For local development I always want to use all available cores, for building libraries we use nixpkgs/nix, which knows how to forward the right amount of cores to its builds.

this reduced our building time from 43s to 26s.
When building the whole project (library + exe + tests) (cabal clean && time cabal build --enable-tests), this reduced our building time from 56s to 42s.

You can probably get more speedups if your project’s modules are split up in a reasonable way, i.e. there is no bottleneck module that all of compilation has to wait on. Types.hs comes to mind as the biggest antipattern.

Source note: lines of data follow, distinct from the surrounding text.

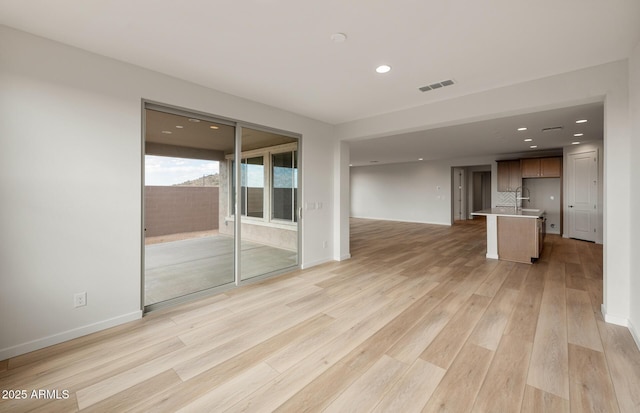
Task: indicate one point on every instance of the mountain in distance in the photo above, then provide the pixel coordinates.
(206, 180)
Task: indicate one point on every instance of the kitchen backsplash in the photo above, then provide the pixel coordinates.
(505, 198)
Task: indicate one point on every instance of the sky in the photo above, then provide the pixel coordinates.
(165, 171)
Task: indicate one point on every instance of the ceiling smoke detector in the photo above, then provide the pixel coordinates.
(436, 85)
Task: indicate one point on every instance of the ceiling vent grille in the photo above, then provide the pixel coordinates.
(437, 85)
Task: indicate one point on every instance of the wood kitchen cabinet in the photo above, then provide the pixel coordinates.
(509, 176)
(541, 167)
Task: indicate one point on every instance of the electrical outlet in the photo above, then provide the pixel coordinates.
(80, 299)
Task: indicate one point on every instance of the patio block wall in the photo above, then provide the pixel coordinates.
(176, 209)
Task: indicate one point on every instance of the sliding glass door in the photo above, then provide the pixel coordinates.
(188, 246)
(200, 233)
(268, 198)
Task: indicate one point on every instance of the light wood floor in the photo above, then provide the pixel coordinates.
(417, 320)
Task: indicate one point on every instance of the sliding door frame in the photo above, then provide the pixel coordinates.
(238, 125)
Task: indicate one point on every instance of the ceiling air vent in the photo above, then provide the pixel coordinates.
(437, 85)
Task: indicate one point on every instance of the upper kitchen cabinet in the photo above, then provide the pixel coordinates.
(509, 176)
(541, 167)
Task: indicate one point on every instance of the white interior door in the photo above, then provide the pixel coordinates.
(582, 192)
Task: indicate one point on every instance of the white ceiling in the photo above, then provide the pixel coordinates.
(279, 52)
(499, 137)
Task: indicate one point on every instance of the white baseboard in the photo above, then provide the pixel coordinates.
(448, 224)
(612, 319)
(40, 343)
(634, 334)
(316, 263)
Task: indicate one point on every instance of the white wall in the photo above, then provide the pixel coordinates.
(70, 133)
(634, 115)
(607, 82)
(541, 192)
(411, 192)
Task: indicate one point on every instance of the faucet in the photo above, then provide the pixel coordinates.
(521, 190)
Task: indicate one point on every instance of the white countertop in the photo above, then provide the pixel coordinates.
(511, 212)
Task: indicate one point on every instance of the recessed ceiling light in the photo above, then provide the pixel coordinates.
(383, 69)
(339, 37)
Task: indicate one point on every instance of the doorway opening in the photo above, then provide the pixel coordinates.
(470, 191)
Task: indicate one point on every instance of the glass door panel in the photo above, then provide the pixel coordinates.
(189, 245)
(269, 201)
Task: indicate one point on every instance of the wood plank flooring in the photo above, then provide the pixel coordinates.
(418, 320)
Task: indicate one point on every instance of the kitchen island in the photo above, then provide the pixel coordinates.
(514, 234)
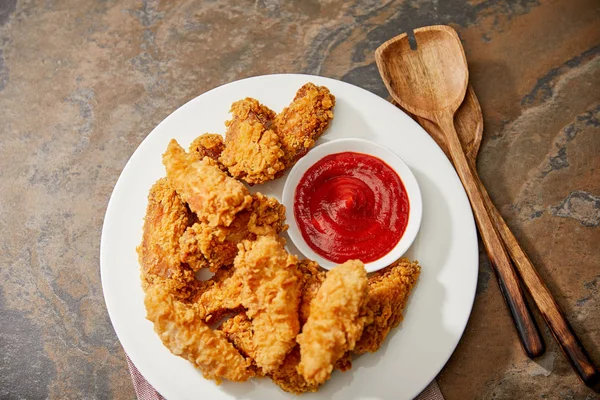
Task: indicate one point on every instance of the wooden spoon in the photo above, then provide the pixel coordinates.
(469, 126)
(431, 82)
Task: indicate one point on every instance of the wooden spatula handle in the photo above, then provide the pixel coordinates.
(555, 318)
(528, 331)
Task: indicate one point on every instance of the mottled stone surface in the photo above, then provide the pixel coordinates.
(83, 82)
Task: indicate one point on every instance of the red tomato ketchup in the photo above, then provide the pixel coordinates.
(351, 206)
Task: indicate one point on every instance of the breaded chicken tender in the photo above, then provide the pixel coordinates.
(252, 151)
(213, 247)
(335, 323)
(389, 290)
(301, 123)
(265, 281)
(213, 196)
(186, 335)
(312, 279)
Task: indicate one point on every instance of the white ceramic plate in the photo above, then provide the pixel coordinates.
(446, 248)
(409, 181)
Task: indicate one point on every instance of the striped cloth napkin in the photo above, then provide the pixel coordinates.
(145, 391)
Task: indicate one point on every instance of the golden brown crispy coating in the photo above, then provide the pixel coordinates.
(166, 219)
(186, 335)
(238, 331)
(215, 197)
(267, 215)
(288, 378)
(266, 281)
(312, 278)
(208, 145)
(205, 246)
(389, 290)
(335, 323)
(271, 294)
(301, 123)
(252, 151)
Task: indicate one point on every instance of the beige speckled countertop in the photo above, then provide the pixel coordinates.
(83, 82)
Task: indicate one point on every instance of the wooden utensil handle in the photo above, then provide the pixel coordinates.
(555, 318)
(527, 328)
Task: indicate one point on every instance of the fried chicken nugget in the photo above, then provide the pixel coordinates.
(389, 290)
(215, 197)
(187, 336)
(252, 151)
(213, 247)
(301, 123)
(335, 322)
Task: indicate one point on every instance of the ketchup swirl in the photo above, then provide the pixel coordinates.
(351, 206)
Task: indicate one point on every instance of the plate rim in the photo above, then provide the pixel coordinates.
(111, 204)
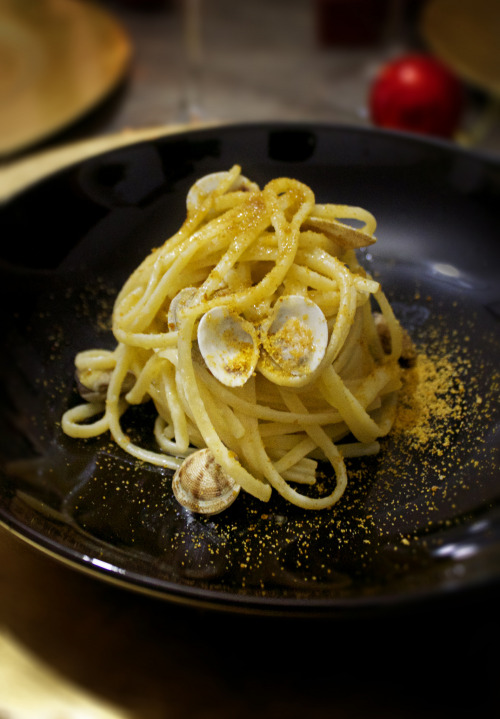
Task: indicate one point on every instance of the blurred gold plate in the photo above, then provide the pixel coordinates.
(58, 58)
(466, 35)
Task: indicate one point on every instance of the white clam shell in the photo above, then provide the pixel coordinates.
(229, 346)
(181, 299)
(202, 485)
(345, 236)
(209, 183)
(294, 339)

In order to see the module dependency graph, I use a script like this in our production code:

  # display a graph of all modules and how they depend on each other
  mainserv-module-deps-with-filetype = self.writers.writeBash "mainserv-module-deps-with-filetype" ''
    shopt -s globstar
    filetype="$1"
    ${self.haskellPackages.graphmod}/bin/graphmod \
      ${/*silence warnings for missing external dependencies*/""} \
      --quiet \
      ${/*applies some kind of import simplification*/""} \
      --prune-edges \
      ${self.mainserv-root-directory}/src/**/*.hs \
      | ${self.graphviz}/bin/dot \
          ${/*otherwise it’s a bit cramped*/""} \
          -Gsize="20,20!" \
          -T"$filetype"
  '';

Which uses the very good https://hackage.haskell.org/package/graphmod command.

Then it’s just a matter of looking at the graph and noticing bottlenecks.

The output for graphmod --quiet --prune-edges waspc/src/**/*.hs | dot -Gsize=20,20! -Tpng for example:

image

@Profpatsch: yay, a great tool. And what are the speedups you are getting building a local project with GHC -j? And how many packages of that project and components are built at once?